The un-ashamedly stark campaign by Centre point strikes a balance between the size of the problem and the personal story of one young person who didn’t survive homelessness. And whilst the number, 80,000 is shockingly high for any society to be anything but ashamed of, I found myself thinking about Lucy’s story and wondering who she was and how she came to have her toe’s tied together on that stainless steel table.

Looking at the soles of her feet, feet that were swollen and showed the wear-and-tear of living a scratch existence where caring for your feet is hard to impossible. I found myself thinking about when Lucy was a baby, those same feet were once tiny and adorable and would have been played with and tickled and kissed by adoring parents. At least I hope that Lucy had that start to her life and had not been born into a life of abuse and cruelty. I don’t know the answer, I don’t know her life. But it shows that an image and a simple truth touches our hearts and imaginations.

Centre Point gives us enough of a story to grab our attention but leaves room for us to fill in the blank spaces of her life and in doing so make us feel powerfully connected to Lucy. And when that person is dead, as Lucy is, and beyond help we know we can’t make a difference to her life anymore. That’s the point though; Lucy’s story with its tragic ending is beyond us, but we can help those who still could escape homelessness.

Facts are important but the size of a problem, its breadth and depth isn’t real to us. Facts are proof a problem exists and needs a solution. People are real to us, and as in the case of homelessness, it is something we are all just three or four problems in life away from experiencing ourselves.

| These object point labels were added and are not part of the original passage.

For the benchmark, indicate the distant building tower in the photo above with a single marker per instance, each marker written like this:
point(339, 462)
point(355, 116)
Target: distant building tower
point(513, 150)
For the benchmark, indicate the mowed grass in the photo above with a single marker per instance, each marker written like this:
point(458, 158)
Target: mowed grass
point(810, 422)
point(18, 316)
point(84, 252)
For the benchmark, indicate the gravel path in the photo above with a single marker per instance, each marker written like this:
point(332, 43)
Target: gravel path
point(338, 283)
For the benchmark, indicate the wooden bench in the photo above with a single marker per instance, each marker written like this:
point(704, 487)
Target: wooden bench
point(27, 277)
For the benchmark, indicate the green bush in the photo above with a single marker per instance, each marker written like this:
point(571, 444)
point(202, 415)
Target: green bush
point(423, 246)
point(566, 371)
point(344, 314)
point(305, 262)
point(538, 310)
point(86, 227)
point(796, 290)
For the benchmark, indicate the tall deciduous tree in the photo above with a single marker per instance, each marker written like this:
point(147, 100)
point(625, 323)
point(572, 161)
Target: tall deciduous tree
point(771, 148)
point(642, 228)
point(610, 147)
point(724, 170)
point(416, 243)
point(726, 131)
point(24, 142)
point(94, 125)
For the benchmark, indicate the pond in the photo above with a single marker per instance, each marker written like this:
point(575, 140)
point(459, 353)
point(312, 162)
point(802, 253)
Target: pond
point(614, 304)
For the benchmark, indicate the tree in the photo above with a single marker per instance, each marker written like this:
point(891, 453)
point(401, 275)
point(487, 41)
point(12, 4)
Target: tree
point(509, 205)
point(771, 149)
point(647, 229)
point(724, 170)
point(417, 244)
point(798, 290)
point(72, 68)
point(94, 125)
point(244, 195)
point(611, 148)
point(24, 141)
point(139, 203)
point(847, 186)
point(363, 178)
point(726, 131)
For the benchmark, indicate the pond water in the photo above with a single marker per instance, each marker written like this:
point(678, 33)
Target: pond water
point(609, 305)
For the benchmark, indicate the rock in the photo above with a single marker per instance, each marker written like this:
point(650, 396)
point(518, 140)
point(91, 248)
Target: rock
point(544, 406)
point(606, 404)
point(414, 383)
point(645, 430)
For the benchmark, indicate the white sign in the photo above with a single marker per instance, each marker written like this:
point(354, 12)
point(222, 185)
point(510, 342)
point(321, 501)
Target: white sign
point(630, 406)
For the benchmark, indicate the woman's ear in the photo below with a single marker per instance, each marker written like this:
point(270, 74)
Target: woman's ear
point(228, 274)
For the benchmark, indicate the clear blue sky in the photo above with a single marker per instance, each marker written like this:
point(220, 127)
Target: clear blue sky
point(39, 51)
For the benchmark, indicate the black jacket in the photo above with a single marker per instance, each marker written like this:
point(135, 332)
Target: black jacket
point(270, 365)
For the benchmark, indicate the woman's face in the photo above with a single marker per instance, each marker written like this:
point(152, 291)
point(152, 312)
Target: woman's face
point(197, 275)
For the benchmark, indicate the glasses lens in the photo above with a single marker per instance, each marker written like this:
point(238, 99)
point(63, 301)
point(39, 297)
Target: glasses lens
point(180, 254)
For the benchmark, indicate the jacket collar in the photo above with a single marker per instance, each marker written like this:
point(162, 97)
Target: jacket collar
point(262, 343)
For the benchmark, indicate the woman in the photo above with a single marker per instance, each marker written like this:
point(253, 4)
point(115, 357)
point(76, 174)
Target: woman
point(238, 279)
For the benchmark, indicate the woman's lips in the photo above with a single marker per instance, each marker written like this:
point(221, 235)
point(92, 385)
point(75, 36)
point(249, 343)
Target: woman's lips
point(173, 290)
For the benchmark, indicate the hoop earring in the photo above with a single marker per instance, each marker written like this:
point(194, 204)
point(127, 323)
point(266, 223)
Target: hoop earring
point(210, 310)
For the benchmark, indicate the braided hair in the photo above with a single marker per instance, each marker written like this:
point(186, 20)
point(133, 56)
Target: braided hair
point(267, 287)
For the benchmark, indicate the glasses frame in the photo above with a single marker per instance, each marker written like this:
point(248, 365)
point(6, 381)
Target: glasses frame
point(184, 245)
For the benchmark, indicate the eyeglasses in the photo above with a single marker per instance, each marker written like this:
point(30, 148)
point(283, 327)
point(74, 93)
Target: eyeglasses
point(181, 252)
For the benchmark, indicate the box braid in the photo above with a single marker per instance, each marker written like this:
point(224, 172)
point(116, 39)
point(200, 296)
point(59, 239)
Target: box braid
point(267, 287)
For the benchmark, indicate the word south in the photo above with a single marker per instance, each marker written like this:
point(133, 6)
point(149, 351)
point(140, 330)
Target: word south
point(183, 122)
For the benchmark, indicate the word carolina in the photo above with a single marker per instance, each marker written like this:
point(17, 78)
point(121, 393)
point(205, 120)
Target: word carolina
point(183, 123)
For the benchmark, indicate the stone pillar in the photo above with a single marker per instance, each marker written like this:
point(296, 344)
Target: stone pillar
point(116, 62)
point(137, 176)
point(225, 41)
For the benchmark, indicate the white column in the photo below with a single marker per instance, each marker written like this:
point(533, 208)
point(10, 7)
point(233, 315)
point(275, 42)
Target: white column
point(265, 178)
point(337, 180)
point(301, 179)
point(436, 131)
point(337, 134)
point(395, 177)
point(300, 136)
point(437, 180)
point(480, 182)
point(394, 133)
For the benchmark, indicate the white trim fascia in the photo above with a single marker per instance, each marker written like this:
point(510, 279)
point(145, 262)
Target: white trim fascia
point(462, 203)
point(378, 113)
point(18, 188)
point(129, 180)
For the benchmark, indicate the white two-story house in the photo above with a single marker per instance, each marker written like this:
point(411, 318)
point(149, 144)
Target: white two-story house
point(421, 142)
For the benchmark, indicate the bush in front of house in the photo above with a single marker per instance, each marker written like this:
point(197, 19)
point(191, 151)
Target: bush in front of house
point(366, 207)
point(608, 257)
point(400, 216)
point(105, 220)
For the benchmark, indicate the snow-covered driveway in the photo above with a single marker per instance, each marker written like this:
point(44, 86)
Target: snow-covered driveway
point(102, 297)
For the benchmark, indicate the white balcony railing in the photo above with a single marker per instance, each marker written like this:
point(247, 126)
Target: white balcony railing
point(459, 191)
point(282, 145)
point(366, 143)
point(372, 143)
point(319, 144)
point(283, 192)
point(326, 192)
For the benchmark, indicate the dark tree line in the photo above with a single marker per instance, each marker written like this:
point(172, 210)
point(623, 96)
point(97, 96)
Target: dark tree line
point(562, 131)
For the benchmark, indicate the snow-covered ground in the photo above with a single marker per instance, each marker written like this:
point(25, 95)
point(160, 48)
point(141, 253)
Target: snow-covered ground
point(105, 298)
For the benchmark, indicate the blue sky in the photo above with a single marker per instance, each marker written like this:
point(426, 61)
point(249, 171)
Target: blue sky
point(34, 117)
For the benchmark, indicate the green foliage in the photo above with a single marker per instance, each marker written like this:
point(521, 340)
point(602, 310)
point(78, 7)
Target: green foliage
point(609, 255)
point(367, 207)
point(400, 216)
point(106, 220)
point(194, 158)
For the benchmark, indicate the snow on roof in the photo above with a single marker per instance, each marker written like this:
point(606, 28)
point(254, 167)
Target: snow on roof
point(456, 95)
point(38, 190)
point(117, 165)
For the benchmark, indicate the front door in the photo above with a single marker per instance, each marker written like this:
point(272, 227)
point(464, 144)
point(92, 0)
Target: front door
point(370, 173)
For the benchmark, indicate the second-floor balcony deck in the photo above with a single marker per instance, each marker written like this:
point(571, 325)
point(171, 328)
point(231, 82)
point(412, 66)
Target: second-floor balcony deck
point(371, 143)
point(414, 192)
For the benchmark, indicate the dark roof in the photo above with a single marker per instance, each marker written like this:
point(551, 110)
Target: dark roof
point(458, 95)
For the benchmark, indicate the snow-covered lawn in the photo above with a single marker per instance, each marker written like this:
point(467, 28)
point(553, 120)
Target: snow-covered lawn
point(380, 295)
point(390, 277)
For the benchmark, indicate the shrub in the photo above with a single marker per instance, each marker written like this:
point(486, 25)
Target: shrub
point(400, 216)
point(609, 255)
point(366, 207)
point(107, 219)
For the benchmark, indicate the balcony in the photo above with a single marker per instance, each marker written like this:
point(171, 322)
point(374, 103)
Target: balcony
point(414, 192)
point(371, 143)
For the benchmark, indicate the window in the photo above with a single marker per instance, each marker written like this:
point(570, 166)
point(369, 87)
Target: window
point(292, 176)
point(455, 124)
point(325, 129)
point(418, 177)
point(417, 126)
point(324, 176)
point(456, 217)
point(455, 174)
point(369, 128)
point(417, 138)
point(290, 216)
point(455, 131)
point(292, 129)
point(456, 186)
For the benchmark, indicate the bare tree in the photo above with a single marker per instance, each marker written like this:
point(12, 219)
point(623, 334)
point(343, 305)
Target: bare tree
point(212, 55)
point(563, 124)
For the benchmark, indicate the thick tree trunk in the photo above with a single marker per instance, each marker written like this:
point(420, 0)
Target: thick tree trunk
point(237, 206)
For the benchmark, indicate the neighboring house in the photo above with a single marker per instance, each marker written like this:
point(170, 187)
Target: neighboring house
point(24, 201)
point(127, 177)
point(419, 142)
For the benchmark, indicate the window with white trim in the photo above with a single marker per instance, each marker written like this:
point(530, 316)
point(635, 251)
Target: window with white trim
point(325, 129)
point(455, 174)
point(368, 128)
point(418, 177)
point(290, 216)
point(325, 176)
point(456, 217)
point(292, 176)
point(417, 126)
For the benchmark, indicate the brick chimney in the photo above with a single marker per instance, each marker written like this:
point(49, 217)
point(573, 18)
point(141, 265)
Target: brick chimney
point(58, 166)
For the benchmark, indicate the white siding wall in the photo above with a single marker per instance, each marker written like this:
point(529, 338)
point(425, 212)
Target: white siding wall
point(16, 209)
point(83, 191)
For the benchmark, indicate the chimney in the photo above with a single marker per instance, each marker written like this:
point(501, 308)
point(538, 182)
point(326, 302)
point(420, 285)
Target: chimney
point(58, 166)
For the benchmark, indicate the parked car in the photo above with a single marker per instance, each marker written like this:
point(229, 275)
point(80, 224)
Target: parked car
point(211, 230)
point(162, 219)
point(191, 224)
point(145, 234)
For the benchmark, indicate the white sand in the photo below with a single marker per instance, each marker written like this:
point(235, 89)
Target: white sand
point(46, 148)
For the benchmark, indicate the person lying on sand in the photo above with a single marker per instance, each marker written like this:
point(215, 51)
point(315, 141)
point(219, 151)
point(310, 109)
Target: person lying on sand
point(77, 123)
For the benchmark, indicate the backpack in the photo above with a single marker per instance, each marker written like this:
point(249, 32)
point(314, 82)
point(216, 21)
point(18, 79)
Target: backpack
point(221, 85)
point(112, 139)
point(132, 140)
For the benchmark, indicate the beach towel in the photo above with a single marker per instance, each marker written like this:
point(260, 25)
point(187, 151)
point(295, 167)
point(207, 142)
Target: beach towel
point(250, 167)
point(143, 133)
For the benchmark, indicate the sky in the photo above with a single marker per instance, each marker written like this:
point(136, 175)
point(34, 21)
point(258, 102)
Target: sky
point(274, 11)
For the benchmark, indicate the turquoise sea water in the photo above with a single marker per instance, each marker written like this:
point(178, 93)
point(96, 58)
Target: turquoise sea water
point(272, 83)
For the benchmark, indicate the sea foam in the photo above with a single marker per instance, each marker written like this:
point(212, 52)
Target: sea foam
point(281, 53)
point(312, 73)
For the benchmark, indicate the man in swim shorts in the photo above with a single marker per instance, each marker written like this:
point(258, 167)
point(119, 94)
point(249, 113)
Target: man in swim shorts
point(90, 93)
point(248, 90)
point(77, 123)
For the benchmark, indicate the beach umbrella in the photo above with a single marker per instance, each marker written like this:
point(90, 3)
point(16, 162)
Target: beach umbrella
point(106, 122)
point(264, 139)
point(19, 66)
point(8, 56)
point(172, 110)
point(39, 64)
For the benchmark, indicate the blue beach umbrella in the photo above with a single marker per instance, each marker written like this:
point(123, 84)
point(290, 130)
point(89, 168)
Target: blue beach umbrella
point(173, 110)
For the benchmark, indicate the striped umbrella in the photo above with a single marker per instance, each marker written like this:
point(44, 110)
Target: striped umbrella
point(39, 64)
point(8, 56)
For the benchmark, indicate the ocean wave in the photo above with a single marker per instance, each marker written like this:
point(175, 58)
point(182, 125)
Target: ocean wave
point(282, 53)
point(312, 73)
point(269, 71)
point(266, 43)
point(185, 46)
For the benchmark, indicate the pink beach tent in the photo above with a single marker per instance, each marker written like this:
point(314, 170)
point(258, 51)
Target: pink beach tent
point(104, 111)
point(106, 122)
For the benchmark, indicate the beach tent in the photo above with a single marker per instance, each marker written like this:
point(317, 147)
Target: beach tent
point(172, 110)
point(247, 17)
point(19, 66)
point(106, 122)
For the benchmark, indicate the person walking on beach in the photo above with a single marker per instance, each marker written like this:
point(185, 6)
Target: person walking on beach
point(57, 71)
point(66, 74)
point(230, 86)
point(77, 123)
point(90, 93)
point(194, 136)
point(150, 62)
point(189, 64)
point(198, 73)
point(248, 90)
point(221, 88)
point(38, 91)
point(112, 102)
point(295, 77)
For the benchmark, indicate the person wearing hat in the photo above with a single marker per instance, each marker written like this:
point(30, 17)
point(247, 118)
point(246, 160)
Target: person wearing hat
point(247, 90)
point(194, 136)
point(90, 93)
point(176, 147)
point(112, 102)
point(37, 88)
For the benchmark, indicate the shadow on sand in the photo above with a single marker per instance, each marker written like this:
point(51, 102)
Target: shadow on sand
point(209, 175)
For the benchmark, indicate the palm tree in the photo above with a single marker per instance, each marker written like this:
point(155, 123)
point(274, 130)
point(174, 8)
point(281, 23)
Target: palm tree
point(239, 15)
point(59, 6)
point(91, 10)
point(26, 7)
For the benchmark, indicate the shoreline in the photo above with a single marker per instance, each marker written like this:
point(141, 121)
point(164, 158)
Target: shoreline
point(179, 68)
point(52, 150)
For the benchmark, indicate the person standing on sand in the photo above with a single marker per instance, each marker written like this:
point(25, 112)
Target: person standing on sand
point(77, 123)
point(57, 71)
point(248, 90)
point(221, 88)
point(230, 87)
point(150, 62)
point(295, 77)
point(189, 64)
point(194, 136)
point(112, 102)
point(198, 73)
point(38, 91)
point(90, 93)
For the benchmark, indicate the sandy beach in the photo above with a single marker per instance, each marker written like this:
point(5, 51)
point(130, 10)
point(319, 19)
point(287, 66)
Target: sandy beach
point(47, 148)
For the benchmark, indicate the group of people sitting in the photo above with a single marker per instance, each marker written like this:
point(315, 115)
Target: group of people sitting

The real power is always in the people and their story.

Storytelling is an engagement tool that is as old as we are.


If you ever wanted to explain something, get buy in, share an idea or pull people closer to you, tell a story. After all it’s our oldest medium, it’s never changed and it’s embedded in every culture on the planet.

If I want to tell you about the new app I just bought or the restaurant we had dinner at last night I don’t just say, “Hey, I bought this app for 1.99 it tells me when I need to eat!” or “We were hungry last night so we went to Joe’s restaurant!” That’s not how people talk.

But when I say, “I’ve been thinking about how and what I eat and I wanted to see if there was an app to help me monitor my diet and then suggest when and what to eat so I get a good night’s sleep and I came across this! It’s great it does X,Y,Z and adds up this and that. I love it, it’s really helping me.” You’re engaged, you know why and you know what and you know how. You’re satisfied and more importantly you’ve got a story you can re-tell.

And what about Joe’s? “We wanted to do something different so I searched on line and found Joe’s Place, a new restaurant in town that has a great gluten and dairy free selection on the menu, we were thrilled to find it because it sucks right that most restaurants have like two GF choices on a menu amongst 20 starters and mains!”

Stories give us something other than the plain facts. Plain facts are harder to remember because there’s no human context surrounding them and so the get forgotten really quickly. And who wants to be forgotten quickly?